Some other tips from David regarding coping and education:

1.  Explaining pain reduces pain and disability at 6 months and one year with NNT for 50% reduction at three months.
2. What is said out aloud is unsaid 1000 times.
3. You have to change their language and the way they describe their pain...the language we choice is so important.
4. Metaphors of the product of living experience of the disease.
5. There are three main categories of metaphors.
6.  Invasive metaphors - psychological e.g. ruptured, slipped, out of place, unstable...
7. Ontological metaphor - the journey e.g. I am going to pieces, I’m falling apart, I’m on struggle street…
8. Disembodiment metaphor - rename the body part e.g. I want a new one, the back is killing me, this arm is broken…
9. As physiotherapists we need to use reframing strategies to change the metaphor and convince our patients that the language they use is unhelpful and can trigger inflammation in the brain and pain memories in the brain.  

People use metaphors because they try to link their feelings to objects and emotion such as "my back feels fragile like glass". You need to explain that the brain memory is playing a larger role than the body part being injured. As physiotherapists, we need to get our patients to love their body part again and ask them to express themselves differently. 

Panel: David Butler, Sara Brentnall, Malcolm Hogg, and Jacqui Stanford. 

"What have you heard me say and what do you understand?"

Asking this question back to your patients allows them to express their understanding of the treatment and discussion from that very day. It also allows the therapist to correct any misunderstanding or misinterpretation that may have occurred. 

• What not to say, "I know what you're going through." "Build a bridge and get over it."
• You need to honour and pay attention to the coping strategies they have constructed. You must acknowledge them before you change them.
• Don't say "this won’t or shouldn't hurt", maybe say "this may hurt but I will help you get through it".
• Careful with saying "It is not your disc, it is a muscle" because they hear disc.
• But.... "I don't want to be offensive but".... The but does not make what you are going say ok. Don't say it.
• Tell your patients "Well done".
• Address flags then and there.
• Use the terms primary and secondary hyperalgesia to explain pain so that language used is consistent.
• Communicate with the other health professionals and tell them what we are working on and ask them to reinforce this to the patient.
• Don't disempower patients with the use of passive therapy. Use passive therapy to empower people with your touch to continue working towards their goals and empower them with the knowledge to manage independently. 

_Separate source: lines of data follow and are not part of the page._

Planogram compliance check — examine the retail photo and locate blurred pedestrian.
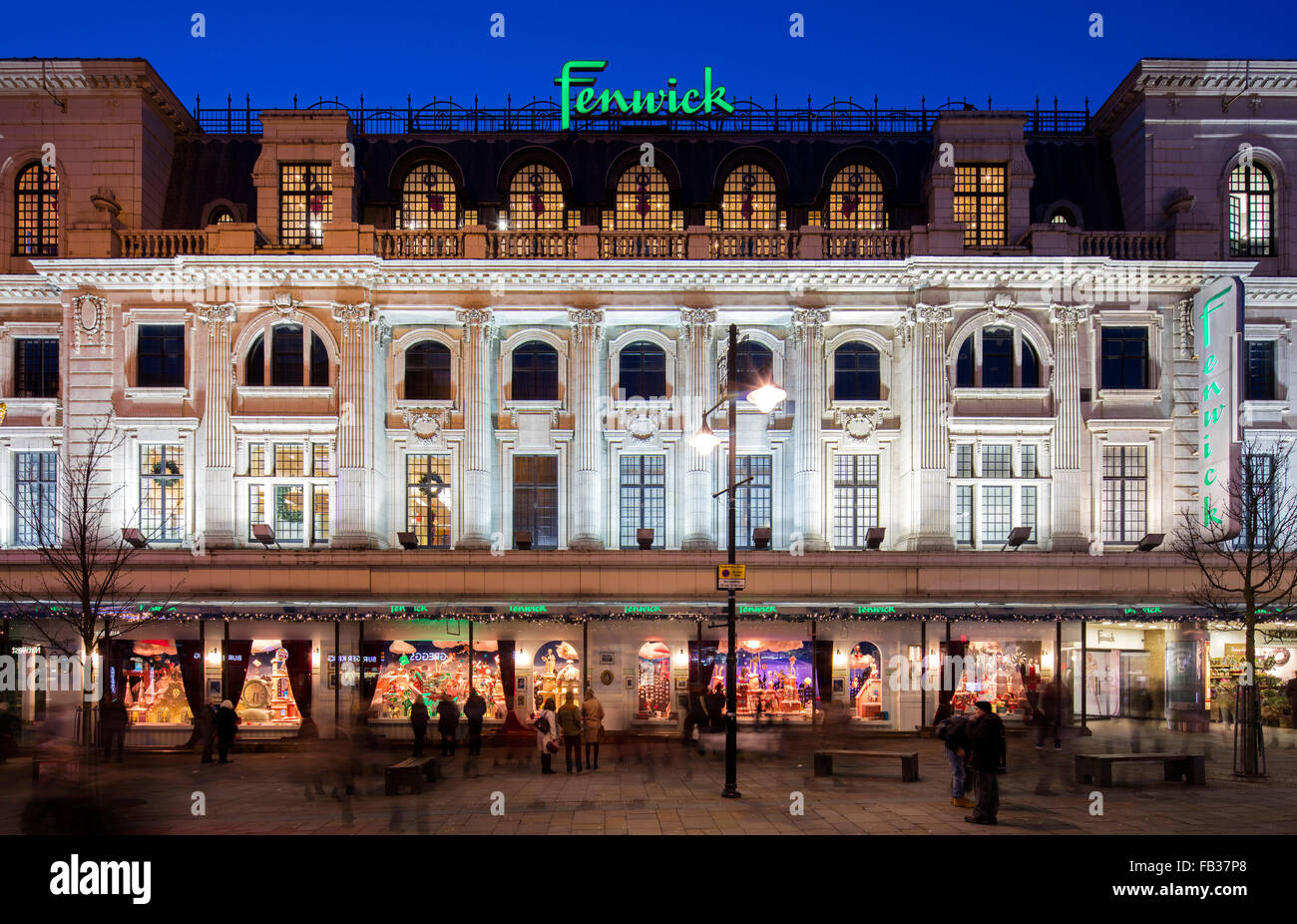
[99,694,130,763]
[437,690,459,756]
[410,693,428,756]
[532,699,559,773]
[937,713,974,808]
[464,687,487,756]
[559,691,581,773]
[964,699,1004,824]
[216,699,240,763]
[581,687,604,769]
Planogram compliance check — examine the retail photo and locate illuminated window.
[720,164,779,231]
[827,165,887,231]
[614,166,671,231]
[140,445,185,543]
[13,163,59,257]
[397,164,459,231]
[405,340,450,401]
[279,164,333,246]
[955,164,1009,246]
[406,455,451,549]
[509,164,567,231]
[1229,163,1275,257]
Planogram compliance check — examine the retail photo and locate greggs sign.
[554,61,734,131]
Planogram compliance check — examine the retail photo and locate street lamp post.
[690,324,787,799]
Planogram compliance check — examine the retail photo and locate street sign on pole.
[716,565,747,591]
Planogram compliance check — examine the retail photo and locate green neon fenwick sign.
[1193,276,1244,541]
[554,60,734,131]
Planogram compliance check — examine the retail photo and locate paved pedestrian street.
[0,721,1297,836]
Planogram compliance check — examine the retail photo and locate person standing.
[216,699,240,763]
[410,693,429,756]
[100,695,129,763]
[464,687,487,756]
[581,687,604,769]
[532,699,559,773]
[937,715,974,808]
[964,699,1004,824]
[437,690,459,756]
[559,691,581,773]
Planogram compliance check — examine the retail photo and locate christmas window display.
[710,639,813,719]
[942,639,1042,719]
[122,641,192,725]
[847,641,883,721]
[234,639,302,728]
[636,641,671,720]
[532,641,583,708]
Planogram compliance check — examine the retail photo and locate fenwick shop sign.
[554,61,734,131]
[1193,276,1244,539]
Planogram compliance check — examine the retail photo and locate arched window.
[720,164,779,231]
[833,341,882,401]
[243,324,329,388]
[509,164,566,231]
[511,340,559,401]
[13,161,59,257]
[734,340,774,392]
[827,164,887,231]
[613,165,671,231]
[397,164,459,231]
[618,340,666,398]
[1229,163,1275,257]
[405,340,450,401]
[955,327,1042,388]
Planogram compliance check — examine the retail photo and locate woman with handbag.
[581,687,604,769]
[532,699,559,773]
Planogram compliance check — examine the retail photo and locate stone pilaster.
[568,307,604,552]
[792,307,829,552]
[195,302,236,548]
[1050,305,1089,552]
[679,307,717,552]
[455,307,492,549]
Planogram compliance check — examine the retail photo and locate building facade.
[0,60,1297,743]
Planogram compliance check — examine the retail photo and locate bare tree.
[1171,440,1297,776]
[0,418,179,742]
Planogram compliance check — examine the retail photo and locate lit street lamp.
[688,324,787,799]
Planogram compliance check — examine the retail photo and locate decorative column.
[1050,305,1089,552]
[329,302,381,549]
[195,302,237,548]
[568,307,604,552]
[902,302,955,552]
[792,307,829,552]
[679,307,718,552]
[455,307,492,549]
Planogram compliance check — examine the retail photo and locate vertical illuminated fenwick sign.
[1193,276,1244,540]
[554,61,734,131]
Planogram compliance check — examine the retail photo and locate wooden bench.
[814,750,918,782]
[1076,754,1207,786]
[385,756,437,795]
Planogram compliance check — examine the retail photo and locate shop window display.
[847,641,883,721]
[234,639,302,728]
[532,641,583,708]
[710,640,813,719]
[122,641,192,725]
[636,641,671,720]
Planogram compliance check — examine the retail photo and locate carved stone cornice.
[1050,303,1093,340]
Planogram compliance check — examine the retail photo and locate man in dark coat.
[216,699,240,763]
[964,699,1004,824]
[437,691,459,756]
[100,695,129,763]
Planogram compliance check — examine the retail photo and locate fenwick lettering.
[554,61,734,131]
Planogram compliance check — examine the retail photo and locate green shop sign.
[554,60,734,131]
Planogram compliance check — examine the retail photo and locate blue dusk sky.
[0,0,1297,111]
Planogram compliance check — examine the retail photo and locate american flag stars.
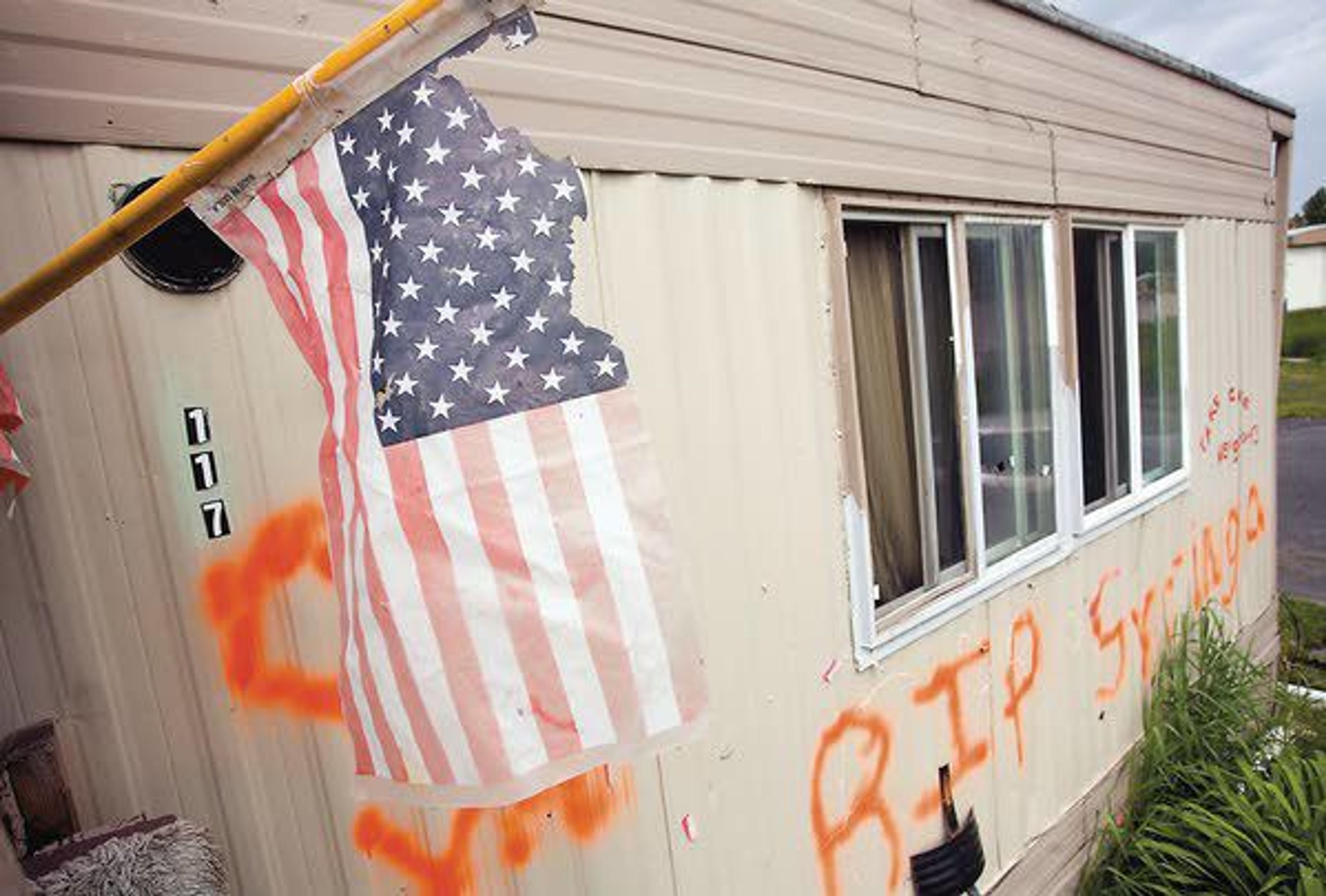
[336,76,626,444]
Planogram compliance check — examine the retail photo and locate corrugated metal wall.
[0,0,1278,220]
[0,133,1274,896]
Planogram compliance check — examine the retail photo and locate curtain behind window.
[845,221,924,602]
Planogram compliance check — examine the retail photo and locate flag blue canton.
[334,73,627,445]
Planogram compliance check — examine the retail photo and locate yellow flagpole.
[0,0,445,333]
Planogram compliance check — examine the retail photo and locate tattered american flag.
[196,17,705,805]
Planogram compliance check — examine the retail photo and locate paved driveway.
[1276,420,1326,603]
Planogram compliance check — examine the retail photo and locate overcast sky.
[1054,0,1326,212]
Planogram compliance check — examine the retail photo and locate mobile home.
[0,0,1294,896]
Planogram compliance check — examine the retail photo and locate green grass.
[1280,308,1326,361]
[1078,610,1326,896]
[1280,595,1326,691]
[1277,308,1326,418]
[1276,358,1326,418]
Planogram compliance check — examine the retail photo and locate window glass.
[1073,228,1130,510]
[916,227,967,571]
[967,223,1054,563]
[843,220,968,603]
[1135,231,1183,483]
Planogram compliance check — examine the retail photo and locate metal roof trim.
[993,0,1297,117]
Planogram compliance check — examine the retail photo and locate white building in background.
[1285,224,1326,311]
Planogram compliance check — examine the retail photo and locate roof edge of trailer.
[995,0,1297,118]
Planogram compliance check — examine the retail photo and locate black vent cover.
[115,178,244,293]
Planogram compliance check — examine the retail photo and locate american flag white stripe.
[253,167,412,778]
[453,426,581,761]
[219,195,390,774]
[305,134,479,785]
[487,411,617,749]
[561,400,682,734]
[272,162,423,777]
[254,175,410,778]
[412,434,548,774]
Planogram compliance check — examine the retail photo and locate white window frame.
[837,207,1081,668]
[1069,220,1192,538]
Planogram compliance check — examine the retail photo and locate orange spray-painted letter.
[1004,608,1041,769]
[912,640,990,819]
[810,707,903,896]
[1090,567,1128,700]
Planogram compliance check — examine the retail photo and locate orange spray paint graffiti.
[810,608,1041,896]
[1128,588,1156,681]
[1090,567,1127,700]
[354,767,633,896]
[1004,610,1041,769]
[912,640,990,819]
[199,500,633,896]
[810,707,902,896]
[1090,484,1266,700]
[199,501,341,720]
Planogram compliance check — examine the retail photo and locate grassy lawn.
[1278,308,1326,418]
[1280,594,1326,691]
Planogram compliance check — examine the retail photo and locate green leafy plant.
[1078,611,1326,896]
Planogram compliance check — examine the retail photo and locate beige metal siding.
[0,0,1270,219]
[0,138,1274,896]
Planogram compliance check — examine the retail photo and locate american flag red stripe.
[0,366,28,494]
[216,135,704,805]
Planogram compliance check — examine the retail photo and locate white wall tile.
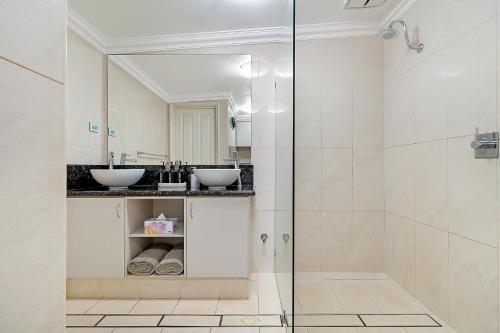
[250,210,275,273]
[352,212,385,272]
[446,17,497,137]
[321,84,353,148]
[449,235,498,333]
[448,137,497,246]
[415,140,448,231]
[0,0,66,82]
[352,36,384,86]
[352,149,384,211]
[384,74,416,147]
[0,58,66,333]
[385,213,415,294]
[295,149,321,211]
[384,145,416,220]
[321,149,353,211]
[412,52,447,142]
[415,223,449,321]
[295,211,321,272]
[353,84,384,148]
[321,212,353,272]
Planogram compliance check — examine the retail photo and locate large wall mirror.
[108,54,252,165]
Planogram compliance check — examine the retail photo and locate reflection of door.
[174,107,217,164]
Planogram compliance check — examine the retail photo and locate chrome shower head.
[377,20,424,53]
[378,27,399,40]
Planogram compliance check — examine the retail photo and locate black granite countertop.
[67,185,255,198]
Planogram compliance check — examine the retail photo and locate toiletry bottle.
[189,167,200,191]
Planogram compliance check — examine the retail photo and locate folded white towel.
[155,244,184,275]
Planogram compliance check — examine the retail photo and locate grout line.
[0,55,64,85]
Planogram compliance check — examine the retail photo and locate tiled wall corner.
[384,0,500,333]
[295,37,385,272]
[0,0,66,333]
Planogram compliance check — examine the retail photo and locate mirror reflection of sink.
[193,169,241,189]
[90,169,145,190]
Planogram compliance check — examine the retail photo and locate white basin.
[90,169,145,190]
[193,169,241,187]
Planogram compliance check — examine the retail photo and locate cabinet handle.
[115,204,121,219]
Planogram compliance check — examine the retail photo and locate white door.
[66,198,125,278]
[186,198,250,278]
[174,107,217,164]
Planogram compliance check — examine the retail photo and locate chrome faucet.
[108,151,115,170]
[120,153,137,165]
[224,151,241,189]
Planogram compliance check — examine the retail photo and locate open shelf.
[125,197,186,280]
[128,223,184,238]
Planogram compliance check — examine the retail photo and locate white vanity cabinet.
[186,197,250,278]
[66,198,125,278]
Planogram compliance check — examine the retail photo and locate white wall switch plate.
[89,121,99,133]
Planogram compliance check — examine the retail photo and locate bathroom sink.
[193,169,241,187]
[90,169,145,190]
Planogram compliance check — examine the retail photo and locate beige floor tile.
[216,280,259,314]
[113,327,162,333]
[323,272,389,280]
[361,315,438,327]
[87,299,139,314]
[295,280,345,314]
[160,315,221,327]
[406,327,457,333]
[365,280,429,314]
[210,327,259,333]
[66,315,102,327]
[259,327,291,333]
[294,314,364,327]
[130,299,179,314]
[356,327,407,333]
[161,327,210,333]
[221,315,281,327]
[66,299,97,314]
[66,327,113,333]
[173,299,219,315]
[98,315,161,327]
[327,280,388,314]
[308,327,357,333]
[258,274,281,314]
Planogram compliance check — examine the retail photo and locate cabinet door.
[66,198,125,278]
[186,198,250,277]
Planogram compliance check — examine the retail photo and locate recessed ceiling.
[111,54,252,111]
[68,0,292,38]
[295,0,400,25]
[68,0,398,39]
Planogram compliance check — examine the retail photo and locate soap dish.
[158,183,187,191]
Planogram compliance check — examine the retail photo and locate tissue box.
[144,218,179,235]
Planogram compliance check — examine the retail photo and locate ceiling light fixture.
[240,61,252,78]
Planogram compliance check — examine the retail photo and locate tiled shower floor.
[67,273,454,333]
[295,273,455,333]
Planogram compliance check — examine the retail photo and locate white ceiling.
[68,0,291,38]
[68,0,402,39]
[295,0,398,25]
[68,0,406,116]
[115,54,252,111]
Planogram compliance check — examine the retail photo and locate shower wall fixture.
[378,20,424,53]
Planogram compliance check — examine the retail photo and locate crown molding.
[68,0,416,54]
[379,0,417,28]
[67,6,109,54]
[107,27,293,53]
[109,55,172,103]
[170,91,235,108]
[295,21,380,40]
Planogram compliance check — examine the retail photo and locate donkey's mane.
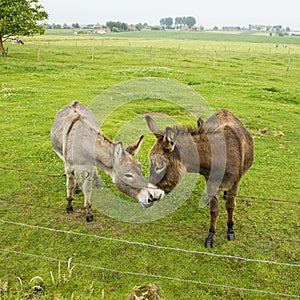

Discussing pain and understanding how others experience pain is a continual challenge for therapists. David reminded me of how important it is to reflect on the words and metaphors we use to describe our individual experiences. What we say and what others hear, and vice versa, may have a different meaning. Always make the time to clarify "What have you heard?" and "My understanding of what you have said is.... is this correct?".   

Sian

Key references:

Aguzzi, A., Barres, B. A., & Bennett, M. L. (2013). Microglia: scapegoat, saboteur, or something else? Science, 339(6116), 156-161.

Besedovsky, H. O., & del Rey, A. (2011). Central and peripheral cytokines mediate immune-brain connectivity. Neurochemical research, 36(1), 1-6.

Beggs, S., Liu, X. J., Kwan, C., & Salter, M. W. (2010). Peripheral nerve injury and TRPV1-expressing primary afferent C-fibers cause opening of the blood-brain barrier. Molecular pain, 6(1), 74.

Banati, R. B., Cagnin, A., Brooks, D. J., Gunn, R. N., Myers, R., Jones, T., ... & Anand, P. (2001). Long-term trans-synaptic glial responses in the human thalamus after peripheral nerve injury. Neuroreport, 12(16), 3439-3442.

Yirmiya, R., & Goshen, I. (2011). Immune modulation of learning, memory, neural plasticity and neurogenesis. Brain, behavior, and immunity, 25(2), 181-213.